Evidence Based EducationOverview
Determining Measurement
Research to Practice
Standards of Proof
Understanding Research
Why Science is Essential

Determining Measurement

Executive Summary: Determining when Measurement is Adequate

Determining What to Measure

At the heart of any evidence-based approach is systematic measurement.
Determining what to measure is ultimately a question of values and cannot be answered by empirical methods. The decisions about what to measure are determined through social processes.

Determining How to Measure

Measurement science can guide how to measure once it has been determined what is important to measure.

Reliability of Measurement Systems

The first requirement of any measurement system is that it is reliable (consistent).

Validity of Measurement Systems

The second requirement of a measurement system is that it measure what it is purported to measure (validity). Measurement systems can be reliable without being valid but cannot be valid without being reliable.
How unit of interest is defined can how powerful influence on reliability and validity concerns. The measurement of constructs such as social skills pose challenges for demonstrating reliability and validity.
Systematic sampling of the behavior of interest increases validity.

The Relationship Between Measurement Science and Judgment

Ultimately, the adequacy of a measurement system is a judgment of the researcher and the consumer of research. To a large extent the adequacy of the measurement depends on the question being asked and the steps taken to assure the reliability and validity of the measurement system. The final answer to questions about the adequacy of a measurement system is a pragmatic one.

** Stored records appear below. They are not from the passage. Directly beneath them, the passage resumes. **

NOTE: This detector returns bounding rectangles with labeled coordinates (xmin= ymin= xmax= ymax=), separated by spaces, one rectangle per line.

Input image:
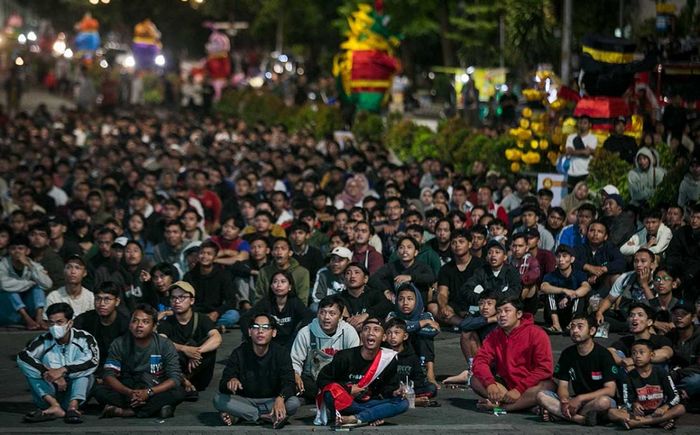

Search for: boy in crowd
xmin=291 ymin=295 xmax=360 ymax=403
xmin=537 ymin=314 xmax=618 ymax=426
xmin=386 ymin=317 xmax=437 ymax=406
xmin=158 ymin=281 xmax=221 ymax=401
xmin=471 ymin=298 xmax=554 ymax=412
xmin=214 ymin=313 xmax=300 ymax=429
xmin=541 ymin=245 xmax=591 ymax=333
xmin=17 ymin=302 xmax=99 ymax=423
xmin=608 ymin=339 xmax=685 ymax=430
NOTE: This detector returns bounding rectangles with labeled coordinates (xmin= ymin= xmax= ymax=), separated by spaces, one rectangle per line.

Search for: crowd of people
xmin=0 ymin=99 xmax=700 ymax=428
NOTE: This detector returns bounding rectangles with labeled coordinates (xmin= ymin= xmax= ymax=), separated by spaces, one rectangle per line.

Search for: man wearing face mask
xmin=17 ymin=302 xmax=100 ymax=423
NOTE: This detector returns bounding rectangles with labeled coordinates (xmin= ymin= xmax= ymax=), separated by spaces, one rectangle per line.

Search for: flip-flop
xmin=24 ymin=409 xmax=58 ymax=423
xmin=63 ymin=409 xmax=83 ymax=424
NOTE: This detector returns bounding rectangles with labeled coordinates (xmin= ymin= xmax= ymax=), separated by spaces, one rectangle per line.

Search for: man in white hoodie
xmin=291 ymin=295 xmax=360 ymax=403
xmin=620 ymin=209 xmax=673 ymax=256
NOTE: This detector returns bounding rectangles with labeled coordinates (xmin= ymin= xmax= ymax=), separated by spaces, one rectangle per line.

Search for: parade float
xmin=333 ymin=0 xmax=401 ymax=113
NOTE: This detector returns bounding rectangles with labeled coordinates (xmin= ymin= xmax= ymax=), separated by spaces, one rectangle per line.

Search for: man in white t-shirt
xmin=566 ymin=115 xmax=598 ymax=191
xmin=46 ymin=255 xmax=95 ymax=317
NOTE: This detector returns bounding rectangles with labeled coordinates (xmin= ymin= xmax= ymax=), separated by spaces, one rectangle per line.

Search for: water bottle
xmin=406 ymin=376 xmax=416 ymax=409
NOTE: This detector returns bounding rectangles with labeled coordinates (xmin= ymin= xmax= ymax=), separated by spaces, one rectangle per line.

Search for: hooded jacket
xmin=473 ymin=313 xmax=554 ymax=394
xmin=291 ymin=319 xmax=360 ymax=379
xmin=627 ymin=147 xmax=666 ymax=205
xmin=620 ymin=223 xmax=673 ymax=255
xmin=387 ymin=283 xmax=440 ymax=337
xmin=254 ymin=258 xmax=311 ymax=305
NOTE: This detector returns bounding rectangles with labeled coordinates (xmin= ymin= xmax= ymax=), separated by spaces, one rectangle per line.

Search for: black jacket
xmin=219 ymin=342 xmax=295 ymax=400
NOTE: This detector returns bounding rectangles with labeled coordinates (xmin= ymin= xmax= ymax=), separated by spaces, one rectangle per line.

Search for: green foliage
xmin=588 ymin=147 xmax=632 ymax=199
xmin=352 ymin=111 xmax=384 ymax=143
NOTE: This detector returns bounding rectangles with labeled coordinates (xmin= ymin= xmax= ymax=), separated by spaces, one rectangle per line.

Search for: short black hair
xmin=318 ymin=295 xmax=345 ymax=314
xmin=94 ymin=281 xmax=121 ymax=298
xmin=46 ymin=302 xmax=74 ymax=320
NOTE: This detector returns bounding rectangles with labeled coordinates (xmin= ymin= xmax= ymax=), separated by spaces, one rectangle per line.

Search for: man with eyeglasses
xmin=73 ymin=281 xmax=129 ymax=383
xmin=214 ymin=313 xmax=301 ymax=429
xmin=46 ymin=255 xmax=95 ymax=316
xmin=158 ymin=281 xmax=221 ymax=401
xmin=17 ymin=302 xmax=99 ymax=423
xmin=94 ymin=304 xmax=185 ymax=419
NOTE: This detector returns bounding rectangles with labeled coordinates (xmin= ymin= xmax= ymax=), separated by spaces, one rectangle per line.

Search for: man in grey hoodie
xmin=291 ymin=295 xmax=360 ymax=403
xmin=627 ymin=147 xmax=666 ymax=206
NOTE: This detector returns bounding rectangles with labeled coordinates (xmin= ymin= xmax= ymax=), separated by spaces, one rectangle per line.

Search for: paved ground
xmin=0 ymin=329 xmax=700 ymax=435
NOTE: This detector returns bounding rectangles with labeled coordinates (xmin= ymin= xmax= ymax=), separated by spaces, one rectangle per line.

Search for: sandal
xmin=63 ymin=409 xmax=83 ymax=424
xmin=24 ymin=409 xmax=58 ymax=423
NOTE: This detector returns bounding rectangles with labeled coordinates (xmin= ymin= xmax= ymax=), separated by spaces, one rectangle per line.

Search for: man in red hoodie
xmin=471 ymin=298 xmax=554 ymax=412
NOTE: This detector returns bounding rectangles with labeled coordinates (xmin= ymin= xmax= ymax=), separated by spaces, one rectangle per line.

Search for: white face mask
xmin=49 ymin=325 xmax=69 ymax=340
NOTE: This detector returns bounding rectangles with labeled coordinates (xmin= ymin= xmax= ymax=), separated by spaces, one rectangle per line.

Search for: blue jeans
xmin=323 ymin=392 xmax=408 ymax=423
xmin=0 ymin=286 xmax=46 ymax=326
xmin=680 ymin=373 xmax=700 ymax=397
xmin=27 ymin=375 xmax=95 ymax=409
xmin=216 ymin=310 xmax=241 ymax=328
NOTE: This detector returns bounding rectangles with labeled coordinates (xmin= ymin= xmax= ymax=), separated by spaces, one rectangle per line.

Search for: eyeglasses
xmin=95 ymin=296 xmax=117 ymax=304
xmin=170 ymin=295 xmax=192 ymax=302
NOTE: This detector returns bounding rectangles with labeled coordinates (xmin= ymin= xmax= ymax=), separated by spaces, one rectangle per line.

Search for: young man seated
xmin=386 ymin=318 xmax=437 ymax=406
xmin=214 ymin=313 xmax=301 ymax=429
xmin=471 ymin=298 xmax=554 ymax=412
xmin=291 ymin=295 xmax=360 ymax=403
xmin=608 ymin=339 xmax=685 ymax=430
xmin=17 ymin=302 xmax=100 ymax=423
xmin=314 ymin=317 xmax=408 ymax=427
xmin=94 ymin=304 xmax=185 ymax=418
xmin=537 ymin=316 xmax=618 ymax=426
xmin=158 ymin=281 xmax=221 ymax=401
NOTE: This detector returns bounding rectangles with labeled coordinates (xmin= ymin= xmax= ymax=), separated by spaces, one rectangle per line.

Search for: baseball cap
xmin=486 ymin=240 xmax=508 ymax=252
xmin=525 ymin=228 xmax=540 ymax=237
xmin=601 ymin=184 xmax=620 ymax=195
xmin=168 ymin=281 xmax=195 ymax=297
xmin=331 ymin=246 xmax=352 ymax=260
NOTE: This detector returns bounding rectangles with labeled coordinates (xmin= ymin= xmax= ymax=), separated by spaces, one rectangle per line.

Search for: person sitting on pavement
xmin=541 ymin=245 xmax=591 ymax=333
xmin=314 ymin=317 xmax=408 ymax=428
xmin=214 ymin=313 xmax=301 ymax=429
xmin=339 ymin=263 xmax=393 ymax=332
xmin=73 ymin=281 xmax=129 ymax=383
xmin=442 ymin=290 xmax=498 ymax=385
xmin=241 ymin=270 xmax=313 ymax=349
xmin=386 ymin=317 xmax=438 ymax=407
xmin=620 ymin=208 xmax=673 ymax=256
xmin=608 ymin=339 xmax=685 ymax=430
xmin=291 ymin=295 xmax=360 ymax=403
xmin=433 ymin=229 xmax=486 ymax=327
xmin=471 ymin=297 xmax=554 ymax=412
xmin=46 ymin=255 xmax=95 ymax=316
xmin=158 ymin=281 xmax=221 ymax=401
xmin=537 ymin=313 xmax=618 ymax=426
xmin=0 ymin=234 xmax=53 ymax=331
xmin=17 ymin=302 xmax=100 ymax=423
xmin=459 ymin=240 xmax=521 ymax=314
xmin=574 ymin=221 xmax=625 ymax=294
xmin=608 ymin=302 xmax=673 ymax=379
xmin=595 ymin=248 xmax=656 ymax=332
xmin=387 ymin=282 xmax=440 ymax=388
xmin=310 ymin=246 xmax=352 ymax=312
xmin=93 ymin=304 xmax=185 ymax=419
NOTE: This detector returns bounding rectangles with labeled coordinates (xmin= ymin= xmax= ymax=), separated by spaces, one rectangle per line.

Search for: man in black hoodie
xmin=214 ymin=313 xmax=301 ymax=429
xmin=183 ymin=240 xmax=241 ymax=328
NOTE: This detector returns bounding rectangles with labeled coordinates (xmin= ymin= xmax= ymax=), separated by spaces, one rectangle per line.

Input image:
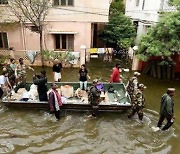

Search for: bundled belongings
xmin=75 ymin=88 xmax=88 ymax=103
xmin=61 ymin=85 xmax=74 ymax=98
xmin=11 ymin=84 xmax=38 ymax=101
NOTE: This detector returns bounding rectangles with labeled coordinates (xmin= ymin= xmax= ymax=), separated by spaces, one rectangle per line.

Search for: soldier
xmin=157 ymin=88 xmax=175 ymax=131
xmin=88 ymin=79 xmax=101 ymax=117
xmin=126 ymin=72 xmax=141 ymax=100
xmin=14 ymin=58 xmax=34 ymax=92
xmin=128 ymin=84 xmax=146 ymax=120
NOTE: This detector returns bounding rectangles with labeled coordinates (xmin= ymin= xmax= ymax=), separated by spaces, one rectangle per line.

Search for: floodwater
xmin=0 ymin=59 xmax=180 ymax=154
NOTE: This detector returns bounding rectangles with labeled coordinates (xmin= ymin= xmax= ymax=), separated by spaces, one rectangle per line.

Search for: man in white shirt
xmin=0 ymin=72 xmax=12 ymax=98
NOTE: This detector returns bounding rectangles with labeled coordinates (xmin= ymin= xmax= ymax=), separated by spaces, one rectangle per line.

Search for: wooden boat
xmin=2 ymin=82 xmax=131 ymax=111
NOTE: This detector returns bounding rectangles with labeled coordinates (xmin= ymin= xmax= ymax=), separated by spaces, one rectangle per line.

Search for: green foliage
xmin=0 ymin=55 xmax=10 ymax=64
xmin=42 ymin=50 xmax=75 ymax=63
xmin=109 ymin=0 xmax=125 ymax=14
xmin=137 ymin=11 xmax=180 ymax=61
xmin=100 ymin=12 xmax=136 ymax=48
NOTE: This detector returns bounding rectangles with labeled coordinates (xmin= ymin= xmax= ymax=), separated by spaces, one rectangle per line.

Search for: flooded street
xmin=0 ymin=59 xmax=180 ymax=154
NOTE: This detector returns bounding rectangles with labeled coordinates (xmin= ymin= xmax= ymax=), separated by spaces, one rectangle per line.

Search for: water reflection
xmin=0 ymin=57 xmax=180 ymax=154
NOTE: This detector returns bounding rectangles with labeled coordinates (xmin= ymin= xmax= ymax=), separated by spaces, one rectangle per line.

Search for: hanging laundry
xmin=26 ymin=50 xmax=37 ymax=64
xmin=89 ymin=48 xmax=98 ymax=54
xmin=97 ymin=48 xmax=105 ymax=54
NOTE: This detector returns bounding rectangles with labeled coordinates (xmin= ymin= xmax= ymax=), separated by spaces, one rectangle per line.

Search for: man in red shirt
xmin=110 ymin=63 xmax=121 ymax=83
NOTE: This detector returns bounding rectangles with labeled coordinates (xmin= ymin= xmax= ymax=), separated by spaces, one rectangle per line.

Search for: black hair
xmin=19 ymin=58 xmax=23 ymax=62
xmin=116 ymin=63 xmax=120 ymax=67
xmin=10 ymin=58 xmax=15 ymax=63
xmin=41 ymin=70 xmax=46 ymax=76
xmin=2 ymin=71 xmax=8 ymax=75
xmin=81 ymin=64 xmax=86 ymax=68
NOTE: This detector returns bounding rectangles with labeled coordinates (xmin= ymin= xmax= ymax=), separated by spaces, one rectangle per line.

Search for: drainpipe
xmin=21 ymin=23 xmax=26 ymax=50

Determining if Measurement is Adequate

At the heart of any evidence-based education approach is the systematic measurement of whatever is being studied. The evidence one uses to guide decisions about education interventions is only as good as the measurement system used to develop the evidence. Given the importance of measurement, it is important for decision makers to have an understanding of what constitutes good measurement.

Determining What to Measure

Determining what to measure is not, ultimately, a question that can be answered by empirical methods. The decision about what to measure reflects the goals one has for education and what is meant by the term “well-educated.” Some segments of the population want education to teach skills that are directly related to job skills. Others desire for education to provide a more classic education with an emphasis on literature, art, and history.

The immediate application to job skills is not a concern for this group. Clearly, how education will be evaluated will be different because the ultimate goals are very different. Both sets of goals are legitimate and progress toward each goal can be evaluated only in the context of the goal. It would be unreasonable to evaluate education that emphasized job related skills by standards that are relevant to a classic education. The first question to be answered when developing a measurement system is to ask “why am I interested in this?” The answer to that question can guide many decisions about what to measure and how to measure.

Determining How to Measure

Once the goals for education and what to measure have been established then the process becomes somewhat easier. Many of the decisions about the measurement system can be guided by a science of measurement but not all of the decisions are entirely straightforward. Consider the example of the goal that all students of a certain age will be able to read at the 4th grade level. Immediately, questions arise. Which 4th graders are going to be the referent group? Will it be a sample of 4th graders nationally or will it be 4th graders from the local area. There may well be significant differences between the national sample and the local sample. The answer to the question will not necessarily influence the way reading is measured but will certainly influence how the resulting measures are interpreted.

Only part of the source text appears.